Avec un peu moins de dix millions d'habitants, le Bélarus est l’un des plus petits pays d'Europe. Depuis la dissolution de l'URSS et son indépendance en 1991, son équipe nationale, principalement la sélection espoirs, a déjà fait parler d'elle à plusieurs reprises sans toutefois réussir à se qualifier pour un grand tournoi. Surfant sur ses bons résultats des derniers mois, l'équipe première réalise aujourd'hui une belle ascension dans le dernier classement FIFA/Coca-Cola en se hissant à la 64ème place, sa meilleure performance depuis 2013.

Versé dans le Groupe C, le Bélarus a réalisé un beau parcours lors des préliminaires de l'UEFA EURO 2016 en s'inclinant en juin dernier avec les honneurs (0:1) sur la pelouse de Borisov face à l'Espagne. Il a également surpris la Slovaquie à domicile (1:0). Le Bélarus a ainsi terminé à la quatrième place de son groupe, derrière la Roja, la Slovaquie et l'Ukraine. "Le plus important pour notre équipe, c'est la confiance et le respect, sur le terrain mais aussi à l'extérieur. Ça vaut entre mes joueurs comme avec les adversaires" explique le sélectionneur Aleksandr Khatskevich, en poste depuis décembre 2014, au micro de FIFA.com. "Il faut vraiment que notre équipe trouve son propre style. Nous nous concentrons avant tout sur le collectif et la discipline. En ce moment, nous n'avons pas de stars ou d'individualités fortes."

Avec Aleksandr Hleb, ancien pensionnaire d‘Arsenal et du FC Barcelone, le Bélarus dispose certes d'un milieu expérimenté. Mais le joueur de 34 ans, qui évolue aujourd’hui en Turquie à Gençlerbirligi, cède progressivement la place à d’autres joueurs : "Il ne fait plus partie de ces éléments qu'on a besoin de tester lors de matches amicaux. Mais s'il est motivé, Aleksandr est encore l'un des piliers de notre équipe. C'est une question de motivation, c'est tout", explique Khatskevich. "Le Bélarus a quelques jeunes candidats pour prendre la relève."

Réservoir de talent
Le pays dispose effectivement d'un réservoir de talents  intéressant, comme l'ont prouvé les performances de sa sélection U-21. Le Bélarus a atteint la phase finale de l'épreuve européenne à trois reprises, en 2004, 2009 et 2011, terminant même il y a cinq ans sur la troisième marche du podium au Danemark. En demi-finale, les espoirs biélorusses avaient alors joué la prolongation et s'étaient finalement inclinés face à l'Espagne, future championne d'Europe. Ce beau parcours leur avait valu un ticket pour le Tournoi Olympique de Football Masculin, Londres 2012.

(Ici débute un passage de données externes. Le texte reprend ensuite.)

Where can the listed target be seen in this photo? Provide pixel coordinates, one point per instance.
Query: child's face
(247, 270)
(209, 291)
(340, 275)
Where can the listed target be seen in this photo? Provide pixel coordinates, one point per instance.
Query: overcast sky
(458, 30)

"Les bons résultats de nos U-21 profitent évidemment à l'équipe nationale puisque de nombreux jeunes espoirs intègrent ensuite la sélection A. La qualification pour le Tournoi Olympique 2012 prouve que nos équipes ont un bon niveau", se félicite Khatskevich. "Mais la principale différence entre les juniors et les seniors, c'est la constance. Un joueur peut très bien réaliser trois matches spectaculaires avec les U-21 puis connaître une baisse de régime. Pour certains joueurs, la transition entre la sélection U-21 et l'équipe première représente un véritable défi."

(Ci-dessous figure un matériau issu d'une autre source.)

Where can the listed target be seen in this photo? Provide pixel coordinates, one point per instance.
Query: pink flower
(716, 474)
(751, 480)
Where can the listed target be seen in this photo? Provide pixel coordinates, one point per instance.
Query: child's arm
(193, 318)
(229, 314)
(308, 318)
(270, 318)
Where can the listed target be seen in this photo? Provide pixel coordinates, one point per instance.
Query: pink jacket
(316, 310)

Un challenge d'un autre genre se présente dans les qualifications pour la Coupe du Monde de la FIFA, Russie 2018™. Le Bélarus a été versé dans un Groupe A relevé, composé des Pays-Bas, de la France, de la Suède, de la Bulgarie et du Luxembourg. "Nos futurs adversaires sont très forts, mais d'un autre côté, c'est un très bon test pour nous. Si nous obtenons des résultats, ça nous permettra de prendre conscience de notre force", explique Khatskevich. Rêve-t-il d'une qualification ? "Il est difficile de quantifier nos chances. Mais nous nous battrons à chaque sortie pour obtenir le meilleur résultat possible. Je suis persuadé que tous nos adversaires auront des difficultés face à nous."